Extracts graphs from .png images and saves each by their respective writer.
Value
saves graphs in an rds file
Examples
## Not run:
sof = "path to folder containing .png images"
saf = "path to folder where graphs will be saved to"
extractGraphs(sof, saf)
## End(Not run)
Fit Model
Description
fit_model()
fits a Bayesian hierarchical model to the model training data
in model_docs
and draws samples from the model as Markov Chain Monte
Carlo (MCMC) estimates.
Usage
fit_model(
main_dir,
model_docs,
num_iters,
num_chains = 1,
num_cores,
writer_indices,
doc_indices,
a = 2,
b = 0.25,
c = 2,
d = 2,
e = 0.5
)
Arguments
main_dir |
A directory that contains a cluster template created by
|
model_docs |
A directory containing model training documents |
num_iters |
An integer number of iterations of MCMC. |
num_chains |
An integer number of chains to use. |
num_cores |
An integer number of cores to use for parallel processing clustering assignments. The model fitting is not done in parallel. |
writer_indices |
A vector of the start and stop character of the writer ID in the model training file names. E.g., if the file names are writer0195_doc1, writer0210_doc1, writer0033_doc1 then writer_indices is 'c(7,10)'. |
doc_indices |
A vector of the start and stop character of the "document name" in the model training file names. This is used to distinguish between two documents written by the same writer. E.g., if the file names are writer0195_doc1, writer0195_doc2, writer0033_doc1, writer0033_doc2 then doc_indices are 'c(12,15)'. |
a |
The shape parameter for the Gamma distribution in the hierarchical model |
b |
The rate parameter for the Gamma distribution in the hierarchical model |
c |
The first shape parameter for the Beta distribution in the hierarchical model |
d |
The second shape parameter for the Beta distribution in the hierarchical model |
e |
The scale parameter for the hyper prior for mu in the hierarchical model |
Value
A list of training data used to fit the model and the fitted model
Examples
## Not run:
main_dir <- "/path/to/main_dir"
model_docs <- "path/to/model_training_docs"

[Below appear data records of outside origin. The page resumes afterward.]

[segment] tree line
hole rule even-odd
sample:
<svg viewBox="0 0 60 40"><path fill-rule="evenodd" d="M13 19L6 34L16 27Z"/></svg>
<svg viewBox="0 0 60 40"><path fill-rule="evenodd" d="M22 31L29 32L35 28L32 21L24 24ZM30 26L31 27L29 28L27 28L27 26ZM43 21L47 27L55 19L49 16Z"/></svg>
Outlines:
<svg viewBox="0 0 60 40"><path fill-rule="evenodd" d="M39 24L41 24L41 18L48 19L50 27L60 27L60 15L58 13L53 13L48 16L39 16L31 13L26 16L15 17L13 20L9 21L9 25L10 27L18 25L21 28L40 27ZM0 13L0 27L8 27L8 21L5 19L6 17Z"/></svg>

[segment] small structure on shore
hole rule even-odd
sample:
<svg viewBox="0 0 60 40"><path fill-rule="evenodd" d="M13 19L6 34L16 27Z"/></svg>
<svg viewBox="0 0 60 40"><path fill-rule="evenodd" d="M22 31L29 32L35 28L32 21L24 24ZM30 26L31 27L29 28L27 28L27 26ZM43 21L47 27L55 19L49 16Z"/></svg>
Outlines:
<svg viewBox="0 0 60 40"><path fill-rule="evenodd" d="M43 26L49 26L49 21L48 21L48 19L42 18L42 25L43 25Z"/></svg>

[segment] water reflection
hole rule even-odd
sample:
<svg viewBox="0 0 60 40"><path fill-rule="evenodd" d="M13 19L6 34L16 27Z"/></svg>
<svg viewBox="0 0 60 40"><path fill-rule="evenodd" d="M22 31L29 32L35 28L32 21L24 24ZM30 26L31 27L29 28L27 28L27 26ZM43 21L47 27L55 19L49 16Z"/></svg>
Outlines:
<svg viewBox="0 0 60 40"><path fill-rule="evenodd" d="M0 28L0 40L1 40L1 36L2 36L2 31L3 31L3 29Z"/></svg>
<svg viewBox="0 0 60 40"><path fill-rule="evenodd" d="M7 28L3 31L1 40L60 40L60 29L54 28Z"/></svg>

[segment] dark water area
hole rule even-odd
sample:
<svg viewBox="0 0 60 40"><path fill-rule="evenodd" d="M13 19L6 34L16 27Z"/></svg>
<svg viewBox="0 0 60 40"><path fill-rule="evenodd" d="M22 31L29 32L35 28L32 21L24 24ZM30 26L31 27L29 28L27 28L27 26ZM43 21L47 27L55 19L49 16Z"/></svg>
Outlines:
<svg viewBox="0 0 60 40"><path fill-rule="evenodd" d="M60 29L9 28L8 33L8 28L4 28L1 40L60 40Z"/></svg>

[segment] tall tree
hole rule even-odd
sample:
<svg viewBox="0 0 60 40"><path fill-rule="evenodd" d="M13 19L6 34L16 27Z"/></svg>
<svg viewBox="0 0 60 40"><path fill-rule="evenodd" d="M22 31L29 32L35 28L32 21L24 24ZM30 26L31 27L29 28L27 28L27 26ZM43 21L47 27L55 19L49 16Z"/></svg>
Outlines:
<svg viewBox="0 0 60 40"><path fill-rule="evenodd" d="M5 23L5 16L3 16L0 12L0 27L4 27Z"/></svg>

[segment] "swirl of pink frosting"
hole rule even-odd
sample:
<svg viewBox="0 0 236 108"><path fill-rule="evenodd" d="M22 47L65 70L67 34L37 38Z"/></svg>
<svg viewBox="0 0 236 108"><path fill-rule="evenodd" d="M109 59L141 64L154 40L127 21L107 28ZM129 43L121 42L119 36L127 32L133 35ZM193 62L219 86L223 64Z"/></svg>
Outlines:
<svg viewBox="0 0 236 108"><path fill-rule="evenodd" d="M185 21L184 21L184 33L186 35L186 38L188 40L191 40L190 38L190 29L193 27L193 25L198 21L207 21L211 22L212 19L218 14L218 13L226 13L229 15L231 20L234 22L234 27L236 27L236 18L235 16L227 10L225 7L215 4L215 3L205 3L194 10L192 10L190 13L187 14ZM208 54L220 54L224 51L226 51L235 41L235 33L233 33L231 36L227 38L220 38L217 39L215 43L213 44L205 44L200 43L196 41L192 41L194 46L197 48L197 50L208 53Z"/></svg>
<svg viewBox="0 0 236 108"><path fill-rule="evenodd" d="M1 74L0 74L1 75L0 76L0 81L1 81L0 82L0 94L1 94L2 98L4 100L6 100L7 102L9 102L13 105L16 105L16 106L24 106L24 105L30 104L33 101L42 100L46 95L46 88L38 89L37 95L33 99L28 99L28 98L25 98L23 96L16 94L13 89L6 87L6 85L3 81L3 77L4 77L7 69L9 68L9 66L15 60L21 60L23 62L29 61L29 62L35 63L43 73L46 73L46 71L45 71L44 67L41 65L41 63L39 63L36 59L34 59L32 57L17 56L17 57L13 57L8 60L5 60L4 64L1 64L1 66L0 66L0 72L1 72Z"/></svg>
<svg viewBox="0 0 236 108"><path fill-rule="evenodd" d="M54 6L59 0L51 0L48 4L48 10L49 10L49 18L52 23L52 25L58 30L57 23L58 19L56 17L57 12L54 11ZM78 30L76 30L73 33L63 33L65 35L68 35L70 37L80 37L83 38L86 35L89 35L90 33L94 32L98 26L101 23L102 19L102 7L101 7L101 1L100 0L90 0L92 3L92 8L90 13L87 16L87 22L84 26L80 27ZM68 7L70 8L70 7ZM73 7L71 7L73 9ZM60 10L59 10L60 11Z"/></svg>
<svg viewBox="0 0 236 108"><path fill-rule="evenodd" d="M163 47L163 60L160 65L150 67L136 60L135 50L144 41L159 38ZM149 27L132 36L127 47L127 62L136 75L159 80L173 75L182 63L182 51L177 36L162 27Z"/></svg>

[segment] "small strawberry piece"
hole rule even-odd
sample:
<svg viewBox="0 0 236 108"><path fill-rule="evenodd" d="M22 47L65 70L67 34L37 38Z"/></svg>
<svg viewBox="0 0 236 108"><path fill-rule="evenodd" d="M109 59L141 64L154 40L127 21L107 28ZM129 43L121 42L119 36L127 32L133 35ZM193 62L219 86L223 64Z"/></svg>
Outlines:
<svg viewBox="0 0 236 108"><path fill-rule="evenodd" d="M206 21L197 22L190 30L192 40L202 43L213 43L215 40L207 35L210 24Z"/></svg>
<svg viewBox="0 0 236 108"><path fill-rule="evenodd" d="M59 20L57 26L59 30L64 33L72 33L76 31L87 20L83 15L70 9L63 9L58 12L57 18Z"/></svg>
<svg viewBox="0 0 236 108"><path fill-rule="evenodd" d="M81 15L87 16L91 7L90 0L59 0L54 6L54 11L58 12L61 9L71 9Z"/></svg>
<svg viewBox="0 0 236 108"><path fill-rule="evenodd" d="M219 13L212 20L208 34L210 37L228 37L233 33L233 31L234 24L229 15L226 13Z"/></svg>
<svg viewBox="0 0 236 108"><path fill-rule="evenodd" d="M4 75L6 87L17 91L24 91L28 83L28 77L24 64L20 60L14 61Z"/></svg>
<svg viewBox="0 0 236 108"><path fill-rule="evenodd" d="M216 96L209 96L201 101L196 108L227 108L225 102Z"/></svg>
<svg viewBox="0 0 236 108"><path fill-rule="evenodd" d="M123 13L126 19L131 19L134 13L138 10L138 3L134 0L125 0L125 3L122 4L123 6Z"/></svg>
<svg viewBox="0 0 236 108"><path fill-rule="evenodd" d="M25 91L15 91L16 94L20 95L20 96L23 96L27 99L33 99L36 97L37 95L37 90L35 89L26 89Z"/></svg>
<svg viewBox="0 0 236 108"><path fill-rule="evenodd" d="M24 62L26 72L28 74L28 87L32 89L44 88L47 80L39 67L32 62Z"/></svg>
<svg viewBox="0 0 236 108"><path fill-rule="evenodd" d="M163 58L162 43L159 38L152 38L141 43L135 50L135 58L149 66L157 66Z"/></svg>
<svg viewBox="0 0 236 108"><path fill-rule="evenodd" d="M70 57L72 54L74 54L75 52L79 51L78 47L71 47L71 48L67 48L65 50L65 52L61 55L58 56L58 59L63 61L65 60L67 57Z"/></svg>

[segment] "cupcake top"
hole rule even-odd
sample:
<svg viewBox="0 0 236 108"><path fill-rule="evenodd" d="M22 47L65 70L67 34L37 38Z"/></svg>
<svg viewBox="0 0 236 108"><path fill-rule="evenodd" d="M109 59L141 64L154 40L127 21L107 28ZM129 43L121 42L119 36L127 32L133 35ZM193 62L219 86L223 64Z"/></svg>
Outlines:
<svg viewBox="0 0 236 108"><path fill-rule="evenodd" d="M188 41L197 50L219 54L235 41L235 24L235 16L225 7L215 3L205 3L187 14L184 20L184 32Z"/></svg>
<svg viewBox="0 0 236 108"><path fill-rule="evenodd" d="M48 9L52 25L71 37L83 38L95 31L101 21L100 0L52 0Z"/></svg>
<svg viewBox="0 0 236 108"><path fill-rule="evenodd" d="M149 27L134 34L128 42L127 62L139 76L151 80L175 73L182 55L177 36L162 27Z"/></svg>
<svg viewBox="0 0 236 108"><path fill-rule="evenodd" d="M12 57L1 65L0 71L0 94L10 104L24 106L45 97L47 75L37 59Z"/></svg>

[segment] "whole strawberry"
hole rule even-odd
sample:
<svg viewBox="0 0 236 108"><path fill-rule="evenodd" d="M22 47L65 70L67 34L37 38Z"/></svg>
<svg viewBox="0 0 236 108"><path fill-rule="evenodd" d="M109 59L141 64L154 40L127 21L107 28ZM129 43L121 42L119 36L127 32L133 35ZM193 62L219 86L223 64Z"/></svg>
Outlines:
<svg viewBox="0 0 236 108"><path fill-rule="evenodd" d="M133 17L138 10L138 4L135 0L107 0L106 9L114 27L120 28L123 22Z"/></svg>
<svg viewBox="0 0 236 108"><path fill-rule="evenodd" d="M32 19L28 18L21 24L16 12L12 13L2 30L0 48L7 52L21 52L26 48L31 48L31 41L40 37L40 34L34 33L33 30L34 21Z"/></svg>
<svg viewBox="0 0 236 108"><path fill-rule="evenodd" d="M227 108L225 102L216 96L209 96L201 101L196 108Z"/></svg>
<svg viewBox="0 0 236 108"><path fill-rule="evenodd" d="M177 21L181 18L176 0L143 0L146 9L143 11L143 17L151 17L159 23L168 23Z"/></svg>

questioned_docs <- "path/to/questioned_docs"
model <- fit_model(
main_dir = main_dir,
model_docs = model_docs,
num_iters = 100,
num_chains = 1,
num_cores = 2,
writer_indices = c(2, 5),
doc_indices = c(7, 18)
)
model <- drop_burnin(model = model, burn_in = 25)
analysis <- analyze_questioned_documents(
main_dir = main_dir,
questioned_docs = questioned_docs,
model = model,
num_cores = 2
)
analysis$posterior_probabilities
## End(Not run)
Format Template Data
Description
format_template_data()
formats the template data for use with
plot_cluster_fill_counts()
. The output is a list that contains a data frame
called cluster_fill_counts
.
Usage
format_template_data(template)
Arguments
template |
A single cluster template created by
|
Value
List that contains the cluster fill counts
Examples
template_data <- format_template_data(template = example_cluster_template)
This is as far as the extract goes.